We’re currently using couchbase Version: 3.0.1 Community Edition (build-1444), and experiencing an issue with XDCR.
Currently we have 2 data centers A and B in production with XDCR enabled(1 Billion docs in A and B). We’re doing a Unidirectional XDCR from datacenter A to new datacenter C for 1 billion docs. We find that it can only copy 90% docs(900 million) to datacenter C. Datacenter C still have XDCR requesting coming in, but the num will hold around 900 million. This issue is there for about one day.
Could anyone give me some help on this? Thanks a lot.
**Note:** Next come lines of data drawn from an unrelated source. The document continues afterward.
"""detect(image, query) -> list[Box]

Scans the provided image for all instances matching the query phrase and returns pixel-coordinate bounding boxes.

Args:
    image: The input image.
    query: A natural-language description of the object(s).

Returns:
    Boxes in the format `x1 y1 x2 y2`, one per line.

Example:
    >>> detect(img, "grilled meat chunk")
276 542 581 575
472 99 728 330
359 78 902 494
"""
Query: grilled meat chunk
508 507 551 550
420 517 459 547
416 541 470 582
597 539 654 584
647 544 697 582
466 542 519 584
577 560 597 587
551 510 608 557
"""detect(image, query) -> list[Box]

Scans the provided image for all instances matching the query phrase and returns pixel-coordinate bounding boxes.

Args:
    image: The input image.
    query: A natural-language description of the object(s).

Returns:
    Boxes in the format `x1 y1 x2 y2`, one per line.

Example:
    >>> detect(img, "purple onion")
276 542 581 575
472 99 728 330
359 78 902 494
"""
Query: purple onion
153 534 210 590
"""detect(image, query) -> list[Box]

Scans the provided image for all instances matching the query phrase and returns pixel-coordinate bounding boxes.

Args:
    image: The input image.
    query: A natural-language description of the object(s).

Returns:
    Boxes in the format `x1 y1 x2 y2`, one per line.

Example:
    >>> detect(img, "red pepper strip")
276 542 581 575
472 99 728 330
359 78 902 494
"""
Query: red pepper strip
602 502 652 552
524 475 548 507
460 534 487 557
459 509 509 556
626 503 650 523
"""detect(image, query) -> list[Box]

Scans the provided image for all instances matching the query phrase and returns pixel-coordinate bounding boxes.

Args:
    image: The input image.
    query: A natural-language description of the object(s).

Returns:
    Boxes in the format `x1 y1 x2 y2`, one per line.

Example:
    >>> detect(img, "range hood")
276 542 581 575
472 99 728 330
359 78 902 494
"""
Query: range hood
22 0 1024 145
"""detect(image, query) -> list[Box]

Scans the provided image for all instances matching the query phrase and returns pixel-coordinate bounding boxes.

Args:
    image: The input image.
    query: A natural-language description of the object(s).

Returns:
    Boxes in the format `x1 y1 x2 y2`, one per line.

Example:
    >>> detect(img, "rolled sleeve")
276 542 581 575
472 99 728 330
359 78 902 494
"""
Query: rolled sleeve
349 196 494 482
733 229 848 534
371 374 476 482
Hi, Going through your scenario it seems that 10% of data is not getting replicated every time. Can you check if your documents have Time To Live (TTL) set? If yes, then next setting I will ask to check is ‘Metadata Purge Interval’ this could explain why 10% data is not getting replicated. If not, I would suggest that you should open a issue in our JIRA tracker referencing this post as well as providing cbcollect_info from the cluster and any additional steps which might help us reproduce it.
Hi Steve, Looks like purge is happening quite frequently every hour (0.04) and deleting the docs and metadata. I cannot say with certainty that’s the issue without knowing all the details. But I would recommend setting the Metadata Purge Interval to default of 3 days and checking if that fixes the issue.
I changed the Metadata Purge Interval to 6 days. and after one night, the number in cluster C increased by 1%. so it looks like there is some other issue here.
I also checked the XDCR errors from web UI and saw errors below. This error is in XDCR between our production XDCR(A <-> B), and also in this backup XDCR(A -> C). Does this mean there are some bad docs in the bucket so XDCR will not sync the docs in that bucket?
2016-01-12 18:29:52 [Vb Rep] Error replicating vbucket 455. Please see logs for details.
2016-01-12 18:29:52 [Vb Rep] Error replicating vbucket 446. Please see logs for details.
2016-01-12 18:29:52 [Vb Rep] Error replicating vbucket 433. Please see logs for details.
To find the root cause I would suggest to turn-on verbose logging using the Advanced XDCR Settings. Also I would suggest that you should open a issue in our JIRA tracker referencing this post as well as providing cbcollect_info from the cluster and any additional steps which might help us reproduce it.